Delete documents from my vector index where the source_id matches a list of
removed files.

Trigger a manual sync of my Delta Sync index to pick up new data.

MLflow Evaluation & Scoring

Skills: databricks-mlflow-evaluation MCP Tools: execute_sql, query_serving_endpoint

Write a custom MLflow scorer function that evaluates whether my agent's
responses include proper source citations.

Run mlflow.genai.evaluate() on my agent using the built-in Guidelines,
Correctness, and Safety scorers with a dataset of 50 test questions and
expected answers.

Create an evaluation dataset from production traces for my agent endpoint,
selecting 100 representative conversations for human review.

Set up RetrievalGroundedness scoring to evaluate whether my RAG agent's answers
are actually grounded in the retrieved documents.

Use optimize_prompts() with GEPA to automatically improve my agent's system
prompt based on evaluation results.

Build an evaluation pipeline that:
1. Generates responses from my agent for a test dataset
2. Scores them with Guidelines and Correctness scorers
3. Logs results to an MLflow experiment
4. Compares against the previous version's scores

Set up trace ingestion from my production serving endpoint so I can monitor
agent quality over time.

Use MemAlign to align my evaluation judges with domain expert feedback — I have
200 human-labeled examples.

Agent Bricks

Skills: databricks-agent-bricks MCP Tools: manage_ka, manage_mas, create_or_update_genie

Knowledge Assistants

Create a Knowledge Assistant that answers questions about our company's HR
policies using documents stored in /Volumes/main/hr/policy_docs/.

Build a Knowledge Assistant with a Vector Search index as its knowledge source,
using the endpoint "docs-endpoint" and index "policy-index".

Supervisor Agents (Multi-Agent)

Create a Supervisor Agent that routes questions to:
1. A "Sales Analyst" Genie Space for revenue and transaction questions
2. A "HR Assistant" Knowledge Assistant for policy questions
3. A custom model serving endpoint for product recommendations

Build a multi-agent system where a supervisor coordinates between a SQL agent
(Genie), a document Q&A agent (KA), and an external API agent.

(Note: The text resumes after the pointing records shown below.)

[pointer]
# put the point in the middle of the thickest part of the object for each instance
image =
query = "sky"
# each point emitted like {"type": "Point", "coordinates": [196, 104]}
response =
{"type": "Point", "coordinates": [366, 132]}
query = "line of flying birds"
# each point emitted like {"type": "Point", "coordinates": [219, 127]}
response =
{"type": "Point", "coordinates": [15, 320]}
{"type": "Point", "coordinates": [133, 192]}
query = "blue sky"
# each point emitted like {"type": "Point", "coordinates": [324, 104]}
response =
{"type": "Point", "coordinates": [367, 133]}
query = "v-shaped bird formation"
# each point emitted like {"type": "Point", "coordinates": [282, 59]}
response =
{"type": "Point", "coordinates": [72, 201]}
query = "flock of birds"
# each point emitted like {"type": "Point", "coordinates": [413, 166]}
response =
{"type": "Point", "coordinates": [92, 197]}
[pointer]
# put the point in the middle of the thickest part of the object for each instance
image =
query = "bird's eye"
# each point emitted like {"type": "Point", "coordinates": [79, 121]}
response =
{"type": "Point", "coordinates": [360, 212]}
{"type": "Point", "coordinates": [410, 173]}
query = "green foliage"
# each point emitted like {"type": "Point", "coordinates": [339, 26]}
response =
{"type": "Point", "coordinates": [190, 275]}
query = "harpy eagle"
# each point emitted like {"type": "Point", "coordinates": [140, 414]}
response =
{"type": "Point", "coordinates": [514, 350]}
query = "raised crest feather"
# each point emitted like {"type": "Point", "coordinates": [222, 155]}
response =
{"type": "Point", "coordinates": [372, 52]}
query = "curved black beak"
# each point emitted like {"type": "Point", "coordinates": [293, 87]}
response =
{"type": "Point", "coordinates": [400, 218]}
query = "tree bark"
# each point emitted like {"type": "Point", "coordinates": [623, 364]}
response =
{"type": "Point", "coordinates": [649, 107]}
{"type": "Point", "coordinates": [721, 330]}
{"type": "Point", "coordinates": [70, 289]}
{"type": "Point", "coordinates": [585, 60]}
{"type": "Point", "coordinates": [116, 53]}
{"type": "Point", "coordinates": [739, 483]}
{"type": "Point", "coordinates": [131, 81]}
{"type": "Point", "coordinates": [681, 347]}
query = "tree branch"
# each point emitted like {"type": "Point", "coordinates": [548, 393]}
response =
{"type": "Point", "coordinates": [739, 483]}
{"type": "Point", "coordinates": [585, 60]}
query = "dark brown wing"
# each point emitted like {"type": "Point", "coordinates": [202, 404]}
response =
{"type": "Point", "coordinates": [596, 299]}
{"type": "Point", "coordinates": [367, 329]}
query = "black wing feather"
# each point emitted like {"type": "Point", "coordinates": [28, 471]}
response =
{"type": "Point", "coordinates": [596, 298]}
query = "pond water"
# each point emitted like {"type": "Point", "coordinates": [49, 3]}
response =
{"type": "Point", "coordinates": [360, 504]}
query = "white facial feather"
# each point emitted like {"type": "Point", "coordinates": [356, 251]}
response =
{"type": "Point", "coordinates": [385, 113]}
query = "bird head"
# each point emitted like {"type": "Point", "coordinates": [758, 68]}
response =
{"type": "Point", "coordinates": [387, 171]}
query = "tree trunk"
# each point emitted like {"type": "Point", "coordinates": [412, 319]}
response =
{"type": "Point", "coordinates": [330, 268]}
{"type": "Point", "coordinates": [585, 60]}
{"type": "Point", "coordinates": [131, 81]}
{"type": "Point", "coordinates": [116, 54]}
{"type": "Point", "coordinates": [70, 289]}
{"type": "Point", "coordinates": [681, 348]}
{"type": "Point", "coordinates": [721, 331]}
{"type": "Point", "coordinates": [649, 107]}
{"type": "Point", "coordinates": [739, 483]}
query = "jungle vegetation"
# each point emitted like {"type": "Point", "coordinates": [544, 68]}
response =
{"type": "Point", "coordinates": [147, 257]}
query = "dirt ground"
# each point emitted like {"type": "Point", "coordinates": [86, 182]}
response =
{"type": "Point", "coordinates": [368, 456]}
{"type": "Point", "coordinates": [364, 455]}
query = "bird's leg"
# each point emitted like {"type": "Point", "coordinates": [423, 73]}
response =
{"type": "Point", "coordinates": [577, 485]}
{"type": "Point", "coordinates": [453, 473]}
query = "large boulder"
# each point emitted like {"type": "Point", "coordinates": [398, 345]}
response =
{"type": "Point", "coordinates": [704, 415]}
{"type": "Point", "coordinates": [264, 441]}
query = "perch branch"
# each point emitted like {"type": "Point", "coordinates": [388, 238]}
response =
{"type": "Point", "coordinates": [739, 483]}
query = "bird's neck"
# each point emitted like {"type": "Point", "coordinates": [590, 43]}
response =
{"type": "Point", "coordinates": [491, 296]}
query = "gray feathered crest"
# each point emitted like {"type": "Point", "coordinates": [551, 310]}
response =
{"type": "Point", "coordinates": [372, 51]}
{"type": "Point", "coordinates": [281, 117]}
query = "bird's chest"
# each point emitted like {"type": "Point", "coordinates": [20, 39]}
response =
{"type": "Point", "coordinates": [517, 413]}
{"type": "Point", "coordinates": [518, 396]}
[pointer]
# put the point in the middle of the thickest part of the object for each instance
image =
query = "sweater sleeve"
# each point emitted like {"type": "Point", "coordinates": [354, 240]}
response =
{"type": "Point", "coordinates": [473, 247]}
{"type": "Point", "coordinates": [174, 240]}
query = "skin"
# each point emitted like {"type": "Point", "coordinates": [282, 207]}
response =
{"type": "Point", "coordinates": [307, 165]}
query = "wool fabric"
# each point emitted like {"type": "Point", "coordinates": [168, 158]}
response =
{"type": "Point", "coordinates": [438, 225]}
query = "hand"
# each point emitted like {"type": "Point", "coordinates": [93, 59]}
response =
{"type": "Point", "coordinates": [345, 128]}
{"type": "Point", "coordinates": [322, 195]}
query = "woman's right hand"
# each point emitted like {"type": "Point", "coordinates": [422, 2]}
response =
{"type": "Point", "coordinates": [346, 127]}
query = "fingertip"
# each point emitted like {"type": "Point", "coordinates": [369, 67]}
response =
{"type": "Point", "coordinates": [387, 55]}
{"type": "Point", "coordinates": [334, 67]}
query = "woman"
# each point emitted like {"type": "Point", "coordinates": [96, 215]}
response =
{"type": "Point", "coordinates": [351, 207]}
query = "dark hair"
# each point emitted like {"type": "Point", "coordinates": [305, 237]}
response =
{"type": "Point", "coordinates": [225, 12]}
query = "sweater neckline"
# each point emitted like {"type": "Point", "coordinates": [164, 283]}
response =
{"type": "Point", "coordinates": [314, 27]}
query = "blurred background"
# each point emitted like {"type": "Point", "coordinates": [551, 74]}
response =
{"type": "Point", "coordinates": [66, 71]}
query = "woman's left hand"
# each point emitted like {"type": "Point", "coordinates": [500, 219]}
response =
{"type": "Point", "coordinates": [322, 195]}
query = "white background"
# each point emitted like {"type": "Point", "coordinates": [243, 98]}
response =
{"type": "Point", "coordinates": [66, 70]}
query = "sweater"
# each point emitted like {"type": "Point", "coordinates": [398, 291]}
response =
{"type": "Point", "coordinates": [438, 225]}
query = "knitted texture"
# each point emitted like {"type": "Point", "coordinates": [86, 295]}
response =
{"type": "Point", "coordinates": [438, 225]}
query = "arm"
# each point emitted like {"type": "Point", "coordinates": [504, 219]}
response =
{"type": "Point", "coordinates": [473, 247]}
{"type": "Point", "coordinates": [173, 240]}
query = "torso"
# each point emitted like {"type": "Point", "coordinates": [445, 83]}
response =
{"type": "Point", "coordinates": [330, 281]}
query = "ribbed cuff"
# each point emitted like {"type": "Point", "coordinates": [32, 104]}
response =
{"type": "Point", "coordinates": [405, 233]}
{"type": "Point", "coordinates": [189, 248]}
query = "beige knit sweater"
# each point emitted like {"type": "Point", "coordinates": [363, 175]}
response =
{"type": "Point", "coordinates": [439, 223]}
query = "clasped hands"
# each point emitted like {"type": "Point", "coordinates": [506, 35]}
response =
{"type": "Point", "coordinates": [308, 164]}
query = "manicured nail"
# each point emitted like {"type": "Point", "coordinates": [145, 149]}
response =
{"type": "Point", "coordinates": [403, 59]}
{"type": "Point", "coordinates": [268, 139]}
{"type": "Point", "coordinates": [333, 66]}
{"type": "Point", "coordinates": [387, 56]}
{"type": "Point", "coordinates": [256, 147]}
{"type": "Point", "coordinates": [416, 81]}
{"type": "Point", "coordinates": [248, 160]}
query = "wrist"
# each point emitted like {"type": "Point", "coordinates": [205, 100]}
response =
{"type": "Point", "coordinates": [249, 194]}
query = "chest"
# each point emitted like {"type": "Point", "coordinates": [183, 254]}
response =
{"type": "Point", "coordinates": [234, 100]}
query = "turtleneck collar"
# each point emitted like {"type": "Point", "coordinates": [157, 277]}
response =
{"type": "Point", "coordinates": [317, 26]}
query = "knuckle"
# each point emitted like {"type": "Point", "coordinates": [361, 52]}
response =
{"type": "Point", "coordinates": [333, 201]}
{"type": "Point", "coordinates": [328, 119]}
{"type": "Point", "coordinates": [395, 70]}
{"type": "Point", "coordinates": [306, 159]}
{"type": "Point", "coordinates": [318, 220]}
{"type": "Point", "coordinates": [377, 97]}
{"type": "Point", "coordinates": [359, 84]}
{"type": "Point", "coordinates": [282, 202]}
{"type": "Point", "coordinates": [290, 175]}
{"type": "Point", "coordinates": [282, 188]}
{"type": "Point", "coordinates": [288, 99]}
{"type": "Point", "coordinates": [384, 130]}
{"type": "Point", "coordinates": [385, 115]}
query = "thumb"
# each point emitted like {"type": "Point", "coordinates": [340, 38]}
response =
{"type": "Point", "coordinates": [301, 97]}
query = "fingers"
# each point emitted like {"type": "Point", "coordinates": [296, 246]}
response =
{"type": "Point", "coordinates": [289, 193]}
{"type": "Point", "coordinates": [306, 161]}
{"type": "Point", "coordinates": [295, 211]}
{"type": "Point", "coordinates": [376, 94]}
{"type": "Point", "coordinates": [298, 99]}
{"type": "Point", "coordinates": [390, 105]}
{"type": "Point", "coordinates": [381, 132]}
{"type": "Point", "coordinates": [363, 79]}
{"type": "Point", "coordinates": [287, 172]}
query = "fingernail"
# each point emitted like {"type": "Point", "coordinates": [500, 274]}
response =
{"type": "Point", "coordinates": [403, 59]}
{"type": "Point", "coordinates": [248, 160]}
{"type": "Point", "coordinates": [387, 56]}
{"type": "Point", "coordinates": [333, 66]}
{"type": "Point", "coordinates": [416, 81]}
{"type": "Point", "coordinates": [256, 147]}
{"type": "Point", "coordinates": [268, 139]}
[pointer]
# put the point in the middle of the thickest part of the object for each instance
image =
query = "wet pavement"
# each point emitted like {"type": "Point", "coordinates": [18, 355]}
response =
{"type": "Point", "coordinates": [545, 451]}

Create a Supervisor Agent that combines two Genie Spaces (Sales and Finance)
and a Knowledge Assistant (Company Policies) into a single conversational
interface.

Synthetic Data Generation

Skills: databricks-synthetic-data-gen MCP Tools: execute_sql, execute_databricks_command, upload_to_volume

Generate 1 million rows of realistic e-commerce transaction data with columns
for order_id, customer_id, product, quantity, price, and timestamp. Write it to
main.demo.transactions as a Delta table.

Create a synthetic healthcare dataset with patient records, diagnoses, and lab
results — 100K patients with realistic distributions. Write to main.demo schema.

Generate synthetic IoT sensor data for 500 devices over 30 days with
temperature, humidity, and pressure readings including realistic anomalies.

Generate a small (5K rows) synthetic financial transactions dataset locally and
upload it to /Volumes/main/demo/data/ as Parquet.

Create synthetic data for a supply chain demo: suppliers, purchase orders,
shipments, and inventory levels across 10 warehouses.